Instantly she spun to face him and then had cause to regret her haste. Her new position was, if anything, more awkward than the old. She was forced to lean back against the dresser, for to stand tall in the circle of his arms would bring her face mere inches from his. But leaning back was unsatisfactory, too, because that position thrust her breasts forward, and she’d never been so conscious of having breasts before. His eyes were not helping either. He was clearly amused at her discomfort.

“I was wrong the other night to tell you there was no danger in a kiss between us,” he said.

“Then we must not kiss.”

He smiled his wicked smile. “Then you must not come to my bedroom, Miss Carr.”

“But I must know who you are.”

“Were you planning to discover the truth and denounce me at breakfast?”

“I want the truth, yes,” she answered. He made her sound heartless, but he was the one who was taking advantage of her friends.

She lowered her gaze from his, past his mouth and chin and down his throat, past the ridge of his collarbone to the dark, curling hair of his chest. There was no end to the awkwardness of this situation. Then her gaze was arrested by a gold ring dangling from a chain about his neck. In the next instant her fingers closed about it, a woman’s wedding band, heavy with a raised design of thistles on it. As she tried to think what it could mean about his past, Jack Amberly took it from her and pulled it around behind his neck out of her sight. Then he stepped away.

He wore faded, dark-green trousers with a distinctly military cut and a strip of black braid from the waistband to the ankle, and Victoria realized he must have been in his dressing room when she entered the bedroom. She remembered how his evening clothes had suggested the lean, powerful-looking body before her. She straightened, tugged her wrapper more securely around her, and moved toward the door.

“Miss Carr,” he pivoted so that he faced her, “I give you fair warning. The dangers of being obliged to share a household increase considerably when you bring your investigation into my bedroom.” He was advancing toward her with a distinct air of menace.

She stood her ground. “You are trying to scare me.

“Yes. Be scared, Miss Carr. Unlike the other fellows you’ve met in town, I did not spend my youth learning to respect the virtue of gently bred English maidens.”
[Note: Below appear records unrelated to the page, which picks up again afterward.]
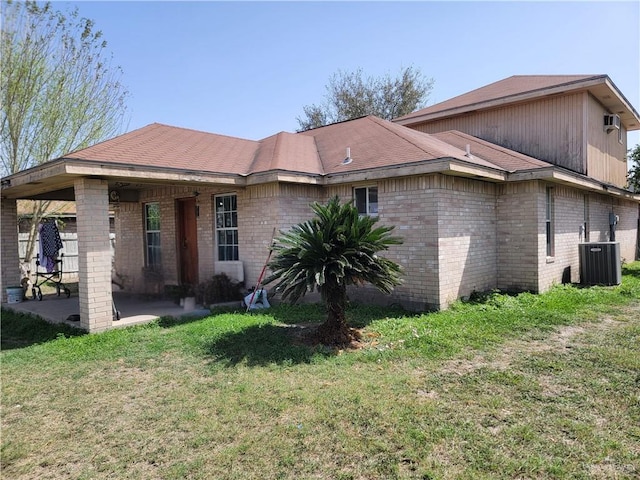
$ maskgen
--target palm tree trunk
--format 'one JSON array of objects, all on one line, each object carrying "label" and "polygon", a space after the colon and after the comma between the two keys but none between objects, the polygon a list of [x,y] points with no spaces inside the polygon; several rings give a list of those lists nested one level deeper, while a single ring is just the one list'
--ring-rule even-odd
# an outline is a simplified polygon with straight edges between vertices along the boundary
[{"label": "palm tree trunk", "polygon": [[327,320],[318,327],[319,342],[324,345],[345,346],[358,340],[358,333],[347,326],[345,317],[347,287],[326,286],[322,293],[327,305]]}]

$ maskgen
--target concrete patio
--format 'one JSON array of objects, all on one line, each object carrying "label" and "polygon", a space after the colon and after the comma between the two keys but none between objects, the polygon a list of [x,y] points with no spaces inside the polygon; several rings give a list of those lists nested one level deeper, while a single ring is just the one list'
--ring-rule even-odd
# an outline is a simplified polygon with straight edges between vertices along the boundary
[{"label": "concrete patio", "polygon": [[[195,309],[187,311],[170,300],[146,300],[119,292],[113,293],[113,299],[120,312],[120,320],[113,322],[113,328],[147,323],[160,317],[206,317],[211,313],[208,308],[198,305]],[[80,326],[79,321],[69,320],[71,315],[80,313],[77,294],[71,295],[70,298],[64,295],[58,297],[55,293],[43,295],[42,301],[29,298],[20,303],[3,303],[2,308],[37,315],[51,323]]]}]

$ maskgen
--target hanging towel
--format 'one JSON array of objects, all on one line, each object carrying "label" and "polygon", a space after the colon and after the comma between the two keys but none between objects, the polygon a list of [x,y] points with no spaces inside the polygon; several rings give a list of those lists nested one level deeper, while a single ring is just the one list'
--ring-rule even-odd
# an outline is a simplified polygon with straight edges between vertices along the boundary
[{"label": "hanging towel", "polygon": [[42,265],[48,273],[56,269],[58,252],[62,249],[62,239],[55,221],[40,224],[40,253]]}]

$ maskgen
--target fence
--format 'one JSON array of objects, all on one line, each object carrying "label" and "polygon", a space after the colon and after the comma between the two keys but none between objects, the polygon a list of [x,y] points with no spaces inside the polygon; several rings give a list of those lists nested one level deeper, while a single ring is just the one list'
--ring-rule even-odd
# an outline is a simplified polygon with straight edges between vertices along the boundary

He now stood directly in front of her, between her and the door, in that same wide, defiant stance of his. His gaze raked her person from her bare toes to her loosely braided hair.

“Surely I am safe here. In Lady Letitia’s house your imposture requires that you
act
the part of a gentleman,” she told him with as much assurance as she could muster.
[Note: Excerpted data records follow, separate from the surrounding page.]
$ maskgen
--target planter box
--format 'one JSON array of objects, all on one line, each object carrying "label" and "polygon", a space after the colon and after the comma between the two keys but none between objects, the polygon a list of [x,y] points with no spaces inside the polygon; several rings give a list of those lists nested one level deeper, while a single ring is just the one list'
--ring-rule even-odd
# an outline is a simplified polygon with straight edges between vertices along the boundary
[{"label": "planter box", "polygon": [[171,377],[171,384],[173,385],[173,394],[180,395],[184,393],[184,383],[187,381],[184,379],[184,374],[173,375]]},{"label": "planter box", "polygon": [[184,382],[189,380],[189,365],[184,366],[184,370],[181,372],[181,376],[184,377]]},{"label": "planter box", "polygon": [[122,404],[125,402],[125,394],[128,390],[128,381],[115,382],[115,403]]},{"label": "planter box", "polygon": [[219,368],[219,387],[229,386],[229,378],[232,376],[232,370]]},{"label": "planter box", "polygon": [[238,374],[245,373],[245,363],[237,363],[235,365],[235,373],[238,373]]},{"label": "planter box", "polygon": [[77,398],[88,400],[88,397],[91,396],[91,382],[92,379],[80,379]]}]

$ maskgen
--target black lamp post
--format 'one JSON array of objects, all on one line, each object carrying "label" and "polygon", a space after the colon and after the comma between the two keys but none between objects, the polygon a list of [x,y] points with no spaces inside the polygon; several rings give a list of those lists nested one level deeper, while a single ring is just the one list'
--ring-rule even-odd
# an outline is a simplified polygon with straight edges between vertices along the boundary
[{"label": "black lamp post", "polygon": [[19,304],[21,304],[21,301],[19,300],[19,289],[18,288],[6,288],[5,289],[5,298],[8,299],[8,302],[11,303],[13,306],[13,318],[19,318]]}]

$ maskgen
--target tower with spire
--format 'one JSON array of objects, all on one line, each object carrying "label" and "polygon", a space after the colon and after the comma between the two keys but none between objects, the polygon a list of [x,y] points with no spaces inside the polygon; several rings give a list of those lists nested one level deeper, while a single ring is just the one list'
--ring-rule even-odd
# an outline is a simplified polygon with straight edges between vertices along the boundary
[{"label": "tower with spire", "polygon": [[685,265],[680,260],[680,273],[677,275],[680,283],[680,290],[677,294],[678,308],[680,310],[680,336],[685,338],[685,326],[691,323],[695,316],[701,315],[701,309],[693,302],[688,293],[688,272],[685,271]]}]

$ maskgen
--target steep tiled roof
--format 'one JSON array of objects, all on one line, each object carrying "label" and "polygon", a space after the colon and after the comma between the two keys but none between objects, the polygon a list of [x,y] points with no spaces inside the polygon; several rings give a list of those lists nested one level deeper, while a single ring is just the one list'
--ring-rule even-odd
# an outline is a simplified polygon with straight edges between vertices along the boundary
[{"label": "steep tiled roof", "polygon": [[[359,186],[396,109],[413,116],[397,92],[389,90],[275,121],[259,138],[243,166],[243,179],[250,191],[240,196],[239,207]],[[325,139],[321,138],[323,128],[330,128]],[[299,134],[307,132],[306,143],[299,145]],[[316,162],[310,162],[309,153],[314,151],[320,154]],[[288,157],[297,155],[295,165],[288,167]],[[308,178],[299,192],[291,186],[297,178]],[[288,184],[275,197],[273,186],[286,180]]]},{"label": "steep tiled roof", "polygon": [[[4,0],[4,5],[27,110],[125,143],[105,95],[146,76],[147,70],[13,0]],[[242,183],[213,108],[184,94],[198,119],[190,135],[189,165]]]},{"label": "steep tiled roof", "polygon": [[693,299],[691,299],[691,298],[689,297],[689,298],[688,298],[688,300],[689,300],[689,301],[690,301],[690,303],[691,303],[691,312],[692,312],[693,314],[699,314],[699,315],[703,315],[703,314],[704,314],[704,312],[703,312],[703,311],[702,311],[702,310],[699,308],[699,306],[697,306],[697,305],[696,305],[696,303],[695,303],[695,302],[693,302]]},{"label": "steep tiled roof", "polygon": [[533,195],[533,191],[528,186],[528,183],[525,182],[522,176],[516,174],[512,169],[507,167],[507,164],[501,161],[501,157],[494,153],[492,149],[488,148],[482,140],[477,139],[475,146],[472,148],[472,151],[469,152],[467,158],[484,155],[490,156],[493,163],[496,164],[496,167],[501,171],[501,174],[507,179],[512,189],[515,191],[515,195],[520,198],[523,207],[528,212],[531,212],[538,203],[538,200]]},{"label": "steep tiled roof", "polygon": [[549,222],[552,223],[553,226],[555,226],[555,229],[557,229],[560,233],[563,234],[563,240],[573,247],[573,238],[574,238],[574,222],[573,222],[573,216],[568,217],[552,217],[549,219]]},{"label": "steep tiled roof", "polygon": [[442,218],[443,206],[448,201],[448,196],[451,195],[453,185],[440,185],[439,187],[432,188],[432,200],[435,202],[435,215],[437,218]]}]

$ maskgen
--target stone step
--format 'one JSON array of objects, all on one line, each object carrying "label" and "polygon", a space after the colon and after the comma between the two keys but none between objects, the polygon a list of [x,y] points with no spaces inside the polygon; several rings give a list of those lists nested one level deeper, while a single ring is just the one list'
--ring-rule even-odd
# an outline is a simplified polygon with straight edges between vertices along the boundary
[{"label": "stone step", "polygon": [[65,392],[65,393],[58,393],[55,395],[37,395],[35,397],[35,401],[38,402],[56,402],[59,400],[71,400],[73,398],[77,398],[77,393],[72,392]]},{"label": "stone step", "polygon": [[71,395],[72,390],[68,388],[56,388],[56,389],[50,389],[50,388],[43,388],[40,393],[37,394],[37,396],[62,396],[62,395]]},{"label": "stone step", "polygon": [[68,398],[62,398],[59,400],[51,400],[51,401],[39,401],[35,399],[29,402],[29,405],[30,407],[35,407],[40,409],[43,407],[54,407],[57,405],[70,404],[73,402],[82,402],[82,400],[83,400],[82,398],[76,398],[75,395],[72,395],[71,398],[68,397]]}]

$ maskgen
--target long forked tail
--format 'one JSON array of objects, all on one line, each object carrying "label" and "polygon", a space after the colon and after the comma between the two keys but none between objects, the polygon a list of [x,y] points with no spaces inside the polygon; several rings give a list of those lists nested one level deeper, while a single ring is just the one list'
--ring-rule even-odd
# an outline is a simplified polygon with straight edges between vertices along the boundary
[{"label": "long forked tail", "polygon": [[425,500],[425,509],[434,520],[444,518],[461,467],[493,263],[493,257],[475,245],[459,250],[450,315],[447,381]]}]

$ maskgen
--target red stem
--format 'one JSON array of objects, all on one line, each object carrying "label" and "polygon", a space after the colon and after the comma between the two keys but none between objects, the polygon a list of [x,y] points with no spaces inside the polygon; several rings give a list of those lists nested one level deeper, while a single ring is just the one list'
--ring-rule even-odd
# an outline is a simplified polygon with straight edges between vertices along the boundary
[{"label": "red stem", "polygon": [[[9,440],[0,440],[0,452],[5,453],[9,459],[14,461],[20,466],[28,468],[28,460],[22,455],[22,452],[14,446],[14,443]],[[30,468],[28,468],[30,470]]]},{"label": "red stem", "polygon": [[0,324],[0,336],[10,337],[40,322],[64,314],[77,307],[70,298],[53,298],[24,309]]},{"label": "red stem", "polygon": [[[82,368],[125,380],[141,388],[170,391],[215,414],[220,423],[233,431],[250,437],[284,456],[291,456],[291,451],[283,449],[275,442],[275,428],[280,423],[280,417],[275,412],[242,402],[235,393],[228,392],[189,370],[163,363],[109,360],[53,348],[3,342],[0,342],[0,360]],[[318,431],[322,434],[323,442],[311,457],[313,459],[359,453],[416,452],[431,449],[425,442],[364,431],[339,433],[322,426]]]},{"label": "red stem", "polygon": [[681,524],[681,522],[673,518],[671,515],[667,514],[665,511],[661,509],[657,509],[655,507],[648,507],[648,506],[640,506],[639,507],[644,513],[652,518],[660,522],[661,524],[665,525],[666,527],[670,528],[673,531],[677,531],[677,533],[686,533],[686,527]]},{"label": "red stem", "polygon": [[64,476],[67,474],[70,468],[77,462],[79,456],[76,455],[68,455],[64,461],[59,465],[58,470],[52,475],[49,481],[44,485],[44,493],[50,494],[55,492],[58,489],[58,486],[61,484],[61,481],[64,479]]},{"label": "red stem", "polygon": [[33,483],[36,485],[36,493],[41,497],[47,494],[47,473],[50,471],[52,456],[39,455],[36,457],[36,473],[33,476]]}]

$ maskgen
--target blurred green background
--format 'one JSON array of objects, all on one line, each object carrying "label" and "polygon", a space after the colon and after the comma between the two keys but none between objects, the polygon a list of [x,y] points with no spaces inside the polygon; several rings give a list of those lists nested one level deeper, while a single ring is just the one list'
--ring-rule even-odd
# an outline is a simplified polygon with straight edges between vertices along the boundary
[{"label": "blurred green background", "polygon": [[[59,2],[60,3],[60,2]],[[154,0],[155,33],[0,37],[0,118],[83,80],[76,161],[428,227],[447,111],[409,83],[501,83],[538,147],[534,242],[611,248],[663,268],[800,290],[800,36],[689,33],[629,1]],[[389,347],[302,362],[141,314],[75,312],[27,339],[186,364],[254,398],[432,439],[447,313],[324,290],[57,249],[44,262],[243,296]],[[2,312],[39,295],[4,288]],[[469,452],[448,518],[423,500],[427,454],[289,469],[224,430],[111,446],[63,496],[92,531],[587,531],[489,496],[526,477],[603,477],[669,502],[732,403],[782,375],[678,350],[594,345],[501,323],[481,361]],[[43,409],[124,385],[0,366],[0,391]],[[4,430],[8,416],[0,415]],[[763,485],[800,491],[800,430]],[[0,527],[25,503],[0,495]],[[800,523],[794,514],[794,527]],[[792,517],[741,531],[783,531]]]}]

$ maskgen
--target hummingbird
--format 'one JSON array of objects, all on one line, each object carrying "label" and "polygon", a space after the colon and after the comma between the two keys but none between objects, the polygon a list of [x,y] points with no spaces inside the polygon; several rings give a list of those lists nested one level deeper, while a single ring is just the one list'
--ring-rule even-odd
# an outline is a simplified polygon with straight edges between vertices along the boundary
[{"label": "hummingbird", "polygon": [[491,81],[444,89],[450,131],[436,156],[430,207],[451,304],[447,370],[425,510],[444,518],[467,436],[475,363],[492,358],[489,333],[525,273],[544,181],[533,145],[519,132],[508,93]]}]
After a moment he answered, “You were safer in the midst of a bread riot.”

The words and the look that accompanied them affected Victoria in an odd way, sending hot shafts of sensation through her. She knew without doubt that she must leave, but her legs felt shaky and unable to obey her. “Excuse me.” He moved aside, and she took a careful step toward the door.
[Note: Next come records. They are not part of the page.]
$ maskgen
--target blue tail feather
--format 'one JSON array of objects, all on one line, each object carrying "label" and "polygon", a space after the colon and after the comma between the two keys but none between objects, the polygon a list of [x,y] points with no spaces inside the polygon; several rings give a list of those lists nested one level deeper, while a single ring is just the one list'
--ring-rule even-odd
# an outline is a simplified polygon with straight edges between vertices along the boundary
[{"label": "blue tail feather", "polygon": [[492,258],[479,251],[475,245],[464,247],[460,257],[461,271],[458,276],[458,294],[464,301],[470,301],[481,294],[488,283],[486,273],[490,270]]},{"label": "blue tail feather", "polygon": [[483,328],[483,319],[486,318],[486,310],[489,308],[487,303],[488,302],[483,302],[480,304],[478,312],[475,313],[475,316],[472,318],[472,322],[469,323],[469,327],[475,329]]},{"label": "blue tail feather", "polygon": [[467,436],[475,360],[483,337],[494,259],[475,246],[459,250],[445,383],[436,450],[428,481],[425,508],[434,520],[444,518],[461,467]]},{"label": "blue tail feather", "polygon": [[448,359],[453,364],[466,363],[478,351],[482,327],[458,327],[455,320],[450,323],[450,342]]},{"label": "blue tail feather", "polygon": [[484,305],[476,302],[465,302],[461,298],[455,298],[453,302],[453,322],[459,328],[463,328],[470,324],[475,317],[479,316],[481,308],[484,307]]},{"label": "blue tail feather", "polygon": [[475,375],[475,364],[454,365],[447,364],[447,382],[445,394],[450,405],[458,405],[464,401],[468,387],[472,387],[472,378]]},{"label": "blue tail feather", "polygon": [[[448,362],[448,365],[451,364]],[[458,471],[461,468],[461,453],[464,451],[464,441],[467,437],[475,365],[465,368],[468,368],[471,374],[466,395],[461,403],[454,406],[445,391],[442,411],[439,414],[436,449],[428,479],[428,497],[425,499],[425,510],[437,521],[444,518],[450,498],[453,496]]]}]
When she had the handle in her grip, she turned to look over her shoulder. “Tell me just one thing,” she urged him. “Is there someone, anyone, who knew you before you joined the army? Someone who could corroborate your story?”

He denied it. But Victoria saw the glitter of the chain at his throat and wondered to whom the ring on it might have belonged. She had a sudden painful recollection of the beautiful lady in rose.

Victoria turned to the door, but before she could open it, he was there, seizing her shoulders, spinning her around, and pressing her against the wood with his body. Again the fiery shafts of sensation pierced her. His hands framed her face, his gaze held hers.

“Your eyes are steel one minute, smoke the next,” he told her in a low thick voice, his mouth inches from hers. Then he tipped his head and pressed his mouth to hers in a slanting kiss to which the only answer was to give and give and give.